Deuxièmement, ce projet permet de consolider les compétences de production d’écrits (en tout genre) et celles de la maîtrise de la langue française (qu’elle soit orale et écrite) et celles, enfin, de la culture humaniste. Ces compétences, travaillées sous un angle et dans un espace différents peuvent permettre à certains élèves de dépasser des difficultés qu’ils pourraient rencontrer sur des formats et des supports plus standardisés. Autrement dit, l’implication de l’élève et son travail des œuvres peuvent ancrer les apprentissages et compétences attendues en fin de cycle 3. Bien entendu, ce projet verra le travail et la validation de compétences en programmation (scratch, logiciels de programmation, …) et dans l’usage des outils numériques (tablettes, ordinateurs, robot humanoïde).

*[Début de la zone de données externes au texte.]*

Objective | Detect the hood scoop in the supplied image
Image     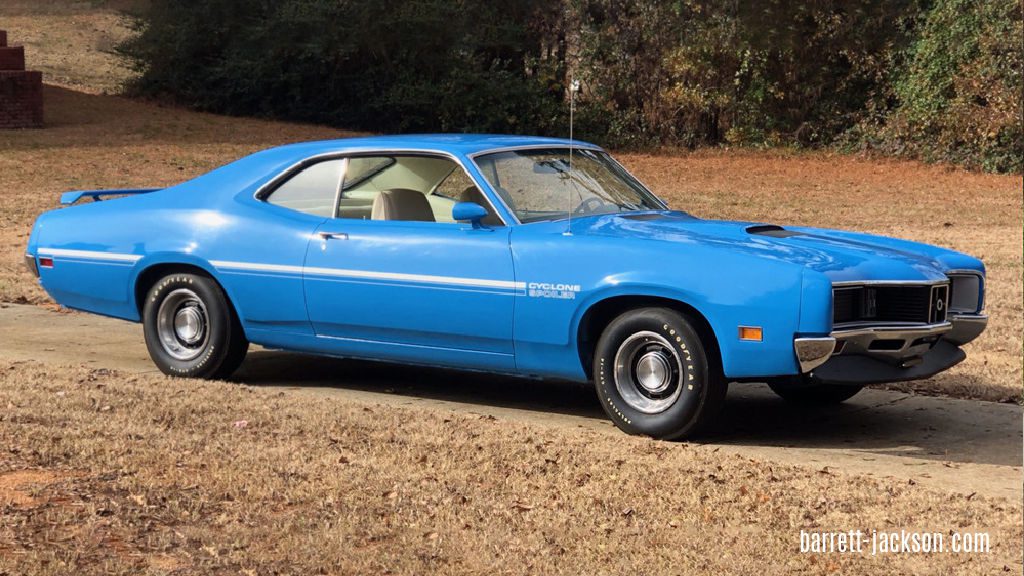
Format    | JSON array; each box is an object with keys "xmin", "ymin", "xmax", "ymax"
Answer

Enfin, ces ateliers de programmation verront l’opportunité offerte aux élèves de s’immiscer dans un projet d’envergure à des fins utiles à une partie de la population. Cette dimension sociale est particulièrement intéressante et entraîne les élèves dans un processus de création altruiste, à destination de l’autre, afin d’en valoriser tous ses aspects. En somme, il s’agit de répondre aux questions permettant une anticipation des conflits quotidiens que rencontrent ces personnes et de voir en quoi et comment il est possible d’apporter des solutions simples, efficaces, pérennes et non onéreuses.
De façon plus pratique, les élèves vont produire des séquences de programmation. Ces séquences seront ensuite intégrées à l’application créée ex-nihilo pour permettre aux enfants souffrant de troubles autistiques de pouvoir communiquer, parler, et faire évoluer le robot Nao.
Comment s’organise le travail à l’école ? Quel matériel avez-vous en salle de classe ?
Le projet étant sur deux années scolaires, la première année a été consacrée aux expérimentations de l’utilisation du robot Nao. La seconde année doit permettre la mise « sur le marché » d’une application dite « spécialisée ».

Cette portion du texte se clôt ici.